Seth Tepfer is a contra dance caller and writer from Decatur, Georgia. He has written around 200 dances, which he has released under a Creative Commons license.

== Education ==
Tepfer graduated from Emory University in 1990 with a degree in Mathematics and Computer Science. He began managing the school’s computer labs after graduation and in 1995 he started working as director of administrative technologies at Emory's Oxford College. In 2016, Tepfer earned an MBA in Management of Technology from Georgia Tech.

== Calling career ==
In 1987, Tepfer began Scottish country dancing. He learned to call at the John C. Campbell Folk School and started calling contra dances in 1997. Tepfer was the caller for a barn dance for former president Jimmy Carter and his wife Rosalynn in 2004. In 2012, the Elizabethton Star called him one of the "nation's top callers." In the 2014 film The Hunger Games: Mockingjay – Part 1, Tepfer choreographed folk dancing for the wedding scene and trained the actors for the sequence. Internationally, Tepfer has called dances in Canada, France, Germany, Denmark, Costa Rica, Greece, and England.
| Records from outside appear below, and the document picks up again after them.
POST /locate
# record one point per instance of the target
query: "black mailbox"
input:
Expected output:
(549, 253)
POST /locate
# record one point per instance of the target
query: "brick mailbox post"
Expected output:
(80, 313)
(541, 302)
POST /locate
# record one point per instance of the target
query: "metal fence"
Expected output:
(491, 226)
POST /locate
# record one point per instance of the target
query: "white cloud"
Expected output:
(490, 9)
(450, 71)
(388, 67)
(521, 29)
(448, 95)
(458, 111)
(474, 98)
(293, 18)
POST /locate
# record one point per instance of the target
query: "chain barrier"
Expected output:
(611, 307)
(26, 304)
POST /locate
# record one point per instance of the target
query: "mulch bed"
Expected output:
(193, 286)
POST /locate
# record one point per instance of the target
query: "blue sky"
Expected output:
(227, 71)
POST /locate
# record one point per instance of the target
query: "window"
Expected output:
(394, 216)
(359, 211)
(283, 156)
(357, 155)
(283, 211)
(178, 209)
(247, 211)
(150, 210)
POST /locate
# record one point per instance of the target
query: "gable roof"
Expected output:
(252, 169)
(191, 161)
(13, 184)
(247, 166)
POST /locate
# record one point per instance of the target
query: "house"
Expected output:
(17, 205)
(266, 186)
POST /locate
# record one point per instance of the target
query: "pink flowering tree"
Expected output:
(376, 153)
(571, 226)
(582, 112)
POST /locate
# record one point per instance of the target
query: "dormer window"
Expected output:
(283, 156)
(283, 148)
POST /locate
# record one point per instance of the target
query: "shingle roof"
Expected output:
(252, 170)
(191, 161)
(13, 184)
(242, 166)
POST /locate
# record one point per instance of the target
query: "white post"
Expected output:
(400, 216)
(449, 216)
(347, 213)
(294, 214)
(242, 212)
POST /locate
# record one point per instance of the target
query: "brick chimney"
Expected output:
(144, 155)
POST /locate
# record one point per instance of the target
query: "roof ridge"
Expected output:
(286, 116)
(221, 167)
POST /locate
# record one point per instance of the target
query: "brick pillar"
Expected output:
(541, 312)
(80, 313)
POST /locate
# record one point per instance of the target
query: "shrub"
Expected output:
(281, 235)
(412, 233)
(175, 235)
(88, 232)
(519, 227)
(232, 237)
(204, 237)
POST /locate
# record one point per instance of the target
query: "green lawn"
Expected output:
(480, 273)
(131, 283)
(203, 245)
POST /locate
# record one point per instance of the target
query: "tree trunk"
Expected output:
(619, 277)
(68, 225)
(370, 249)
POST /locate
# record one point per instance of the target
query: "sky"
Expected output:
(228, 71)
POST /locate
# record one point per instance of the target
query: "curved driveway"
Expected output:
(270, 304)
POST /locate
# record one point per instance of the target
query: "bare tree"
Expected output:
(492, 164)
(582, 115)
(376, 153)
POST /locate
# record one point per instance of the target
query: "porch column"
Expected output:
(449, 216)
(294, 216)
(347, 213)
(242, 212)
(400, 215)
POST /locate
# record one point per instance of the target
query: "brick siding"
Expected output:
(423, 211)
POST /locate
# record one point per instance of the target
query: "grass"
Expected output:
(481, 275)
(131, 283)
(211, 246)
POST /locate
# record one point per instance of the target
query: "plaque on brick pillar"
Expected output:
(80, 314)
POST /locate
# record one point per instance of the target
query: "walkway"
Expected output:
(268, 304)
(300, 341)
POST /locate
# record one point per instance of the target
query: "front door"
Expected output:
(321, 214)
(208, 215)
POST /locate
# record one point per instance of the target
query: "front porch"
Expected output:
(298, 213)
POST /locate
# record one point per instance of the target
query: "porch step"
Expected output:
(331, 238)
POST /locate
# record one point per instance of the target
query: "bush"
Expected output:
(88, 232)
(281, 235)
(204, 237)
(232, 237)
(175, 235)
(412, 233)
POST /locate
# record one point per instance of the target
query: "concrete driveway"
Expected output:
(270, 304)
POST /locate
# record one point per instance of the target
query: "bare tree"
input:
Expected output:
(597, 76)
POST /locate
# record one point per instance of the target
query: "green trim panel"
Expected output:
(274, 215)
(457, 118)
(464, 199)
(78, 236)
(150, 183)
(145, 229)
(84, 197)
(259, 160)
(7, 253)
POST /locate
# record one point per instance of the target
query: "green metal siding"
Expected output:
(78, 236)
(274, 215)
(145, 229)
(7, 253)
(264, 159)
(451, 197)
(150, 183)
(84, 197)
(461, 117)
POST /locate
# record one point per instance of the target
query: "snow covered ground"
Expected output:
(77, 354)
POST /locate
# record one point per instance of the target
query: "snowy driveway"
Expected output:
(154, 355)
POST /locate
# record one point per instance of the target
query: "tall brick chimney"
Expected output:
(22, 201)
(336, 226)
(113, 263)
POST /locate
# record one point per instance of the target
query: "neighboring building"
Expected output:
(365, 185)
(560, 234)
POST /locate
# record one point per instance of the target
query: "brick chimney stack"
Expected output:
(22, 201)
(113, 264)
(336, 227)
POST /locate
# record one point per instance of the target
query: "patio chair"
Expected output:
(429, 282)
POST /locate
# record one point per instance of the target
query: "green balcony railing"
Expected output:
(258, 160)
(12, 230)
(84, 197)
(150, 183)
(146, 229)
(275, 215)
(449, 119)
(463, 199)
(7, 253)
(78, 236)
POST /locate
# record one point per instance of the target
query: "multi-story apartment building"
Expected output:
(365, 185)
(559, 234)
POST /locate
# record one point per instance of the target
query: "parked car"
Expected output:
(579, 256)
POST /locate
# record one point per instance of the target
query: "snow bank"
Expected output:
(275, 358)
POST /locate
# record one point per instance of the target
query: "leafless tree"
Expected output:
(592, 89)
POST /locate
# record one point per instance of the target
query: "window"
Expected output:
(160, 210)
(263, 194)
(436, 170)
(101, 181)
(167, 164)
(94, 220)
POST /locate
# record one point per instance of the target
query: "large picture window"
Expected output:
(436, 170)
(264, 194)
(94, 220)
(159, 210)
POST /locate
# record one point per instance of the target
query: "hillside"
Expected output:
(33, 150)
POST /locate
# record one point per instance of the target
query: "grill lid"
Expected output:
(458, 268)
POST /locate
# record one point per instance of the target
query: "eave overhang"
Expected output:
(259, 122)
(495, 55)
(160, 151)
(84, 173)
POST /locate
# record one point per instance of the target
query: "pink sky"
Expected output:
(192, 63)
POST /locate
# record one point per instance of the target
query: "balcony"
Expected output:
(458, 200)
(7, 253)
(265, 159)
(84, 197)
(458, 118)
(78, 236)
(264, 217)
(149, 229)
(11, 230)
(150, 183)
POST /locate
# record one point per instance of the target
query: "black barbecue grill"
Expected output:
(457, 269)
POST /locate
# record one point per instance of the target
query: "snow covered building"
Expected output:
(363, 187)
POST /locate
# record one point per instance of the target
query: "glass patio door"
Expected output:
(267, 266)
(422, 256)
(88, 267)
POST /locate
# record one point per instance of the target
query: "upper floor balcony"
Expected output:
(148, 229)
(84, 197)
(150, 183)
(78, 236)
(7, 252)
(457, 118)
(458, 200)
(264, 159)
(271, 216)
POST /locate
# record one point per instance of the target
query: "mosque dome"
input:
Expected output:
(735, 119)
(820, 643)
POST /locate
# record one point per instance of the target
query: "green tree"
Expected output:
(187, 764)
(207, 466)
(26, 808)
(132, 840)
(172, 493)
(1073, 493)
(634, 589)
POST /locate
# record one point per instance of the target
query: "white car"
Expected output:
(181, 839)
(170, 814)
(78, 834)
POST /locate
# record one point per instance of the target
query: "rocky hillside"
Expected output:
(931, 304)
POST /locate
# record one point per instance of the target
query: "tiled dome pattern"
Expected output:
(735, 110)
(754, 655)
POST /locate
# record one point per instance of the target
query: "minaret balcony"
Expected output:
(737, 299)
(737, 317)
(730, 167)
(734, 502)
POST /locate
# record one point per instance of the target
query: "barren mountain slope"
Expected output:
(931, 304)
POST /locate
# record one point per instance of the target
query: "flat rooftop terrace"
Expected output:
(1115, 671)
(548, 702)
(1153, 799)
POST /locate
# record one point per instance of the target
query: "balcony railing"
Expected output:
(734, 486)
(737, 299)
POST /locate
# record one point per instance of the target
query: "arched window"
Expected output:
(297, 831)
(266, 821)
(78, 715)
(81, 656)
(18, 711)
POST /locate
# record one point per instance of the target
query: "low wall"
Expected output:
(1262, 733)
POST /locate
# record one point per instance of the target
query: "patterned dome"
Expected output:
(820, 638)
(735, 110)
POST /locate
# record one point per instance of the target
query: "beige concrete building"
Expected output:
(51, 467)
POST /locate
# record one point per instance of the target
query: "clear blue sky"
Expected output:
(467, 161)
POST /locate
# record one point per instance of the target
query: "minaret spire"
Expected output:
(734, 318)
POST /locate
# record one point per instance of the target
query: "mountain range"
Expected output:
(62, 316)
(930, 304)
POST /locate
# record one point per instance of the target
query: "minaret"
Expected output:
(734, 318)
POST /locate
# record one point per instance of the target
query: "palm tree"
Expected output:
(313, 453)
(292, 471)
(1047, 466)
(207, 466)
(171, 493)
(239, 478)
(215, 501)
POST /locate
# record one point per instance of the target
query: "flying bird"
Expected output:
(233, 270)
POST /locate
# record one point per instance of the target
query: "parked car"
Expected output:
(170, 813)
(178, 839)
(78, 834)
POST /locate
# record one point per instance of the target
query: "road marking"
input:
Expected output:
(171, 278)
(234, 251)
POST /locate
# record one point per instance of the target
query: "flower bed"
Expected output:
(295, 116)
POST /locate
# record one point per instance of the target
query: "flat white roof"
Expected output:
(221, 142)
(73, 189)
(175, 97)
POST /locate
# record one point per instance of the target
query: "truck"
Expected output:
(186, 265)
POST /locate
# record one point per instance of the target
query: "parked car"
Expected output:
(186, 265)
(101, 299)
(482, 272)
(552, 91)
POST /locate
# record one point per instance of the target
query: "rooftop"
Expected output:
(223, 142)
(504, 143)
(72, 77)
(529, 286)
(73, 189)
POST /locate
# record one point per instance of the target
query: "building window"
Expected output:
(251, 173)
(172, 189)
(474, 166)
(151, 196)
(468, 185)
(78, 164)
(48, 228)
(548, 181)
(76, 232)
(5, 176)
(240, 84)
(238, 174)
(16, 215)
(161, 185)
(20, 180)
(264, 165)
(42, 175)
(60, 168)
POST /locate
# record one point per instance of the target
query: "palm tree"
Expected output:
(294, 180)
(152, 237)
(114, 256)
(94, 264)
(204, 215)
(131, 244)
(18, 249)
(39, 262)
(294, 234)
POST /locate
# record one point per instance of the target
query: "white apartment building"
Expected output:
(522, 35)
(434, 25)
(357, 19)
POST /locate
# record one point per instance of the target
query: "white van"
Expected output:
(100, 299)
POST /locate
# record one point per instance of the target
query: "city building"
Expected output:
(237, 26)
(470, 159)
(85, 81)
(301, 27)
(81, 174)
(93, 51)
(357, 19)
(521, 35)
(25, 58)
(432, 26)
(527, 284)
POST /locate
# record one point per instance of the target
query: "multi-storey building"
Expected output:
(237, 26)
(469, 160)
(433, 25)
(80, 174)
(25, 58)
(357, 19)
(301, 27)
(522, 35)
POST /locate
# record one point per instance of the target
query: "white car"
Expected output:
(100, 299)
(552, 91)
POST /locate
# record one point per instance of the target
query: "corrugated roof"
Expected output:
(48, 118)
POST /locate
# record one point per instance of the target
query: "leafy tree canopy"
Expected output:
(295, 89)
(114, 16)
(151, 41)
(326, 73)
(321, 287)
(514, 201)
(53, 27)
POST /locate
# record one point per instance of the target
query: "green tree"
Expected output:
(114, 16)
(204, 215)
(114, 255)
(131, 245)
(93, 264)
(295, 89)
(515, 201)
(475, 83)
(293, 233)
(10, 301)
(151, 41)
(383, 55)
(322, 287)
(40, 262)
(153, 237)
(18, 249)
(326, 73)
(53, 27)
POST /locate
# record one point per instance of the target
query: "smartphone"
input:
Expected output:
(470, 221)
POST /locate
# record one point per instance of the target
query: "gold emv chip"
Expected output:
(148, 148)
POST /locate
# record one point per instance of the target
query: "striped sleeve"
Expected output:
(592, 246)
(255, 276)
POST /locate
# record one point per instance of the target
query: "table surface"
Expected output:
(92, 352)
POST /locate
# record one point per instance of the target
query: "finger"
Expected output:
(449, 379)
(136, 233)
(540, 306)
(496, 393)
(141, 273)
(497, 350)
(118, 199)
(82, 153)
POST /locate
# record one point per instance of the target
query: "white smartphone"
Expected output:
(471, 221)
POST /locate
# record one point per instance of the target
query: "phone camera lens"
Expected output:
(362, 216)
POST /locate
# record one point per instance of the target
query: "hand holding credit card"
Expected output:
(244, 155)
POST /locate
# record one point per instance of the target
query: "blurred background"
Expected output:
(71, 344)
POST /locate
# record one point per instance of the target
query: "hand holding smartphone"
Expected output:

Tepfer also teaches dance calling and calls traditional square and English country dances. He has organized dance weekends around the world, including Butterfly Whirl, Atlanta Dance Weekend, Bonaire Dance and Dive, and Florida Rhapsody. He is a regular caller at U.S. dance weeks and weekends such as Chattaboogie, Bug Stomp, Spring Dance Romance, Lady of the Lake, Cumberland Dance Week, and Winter Dance Week. In 2026, he collaborated with the Country Dance and Song Society to host the monthly Contra Callers' Corner series.

== Personal life ==
Tepfer has been married to Pam Eidson since 2002. They met at a contra dance and he proposed at a contra dance. They have two sons.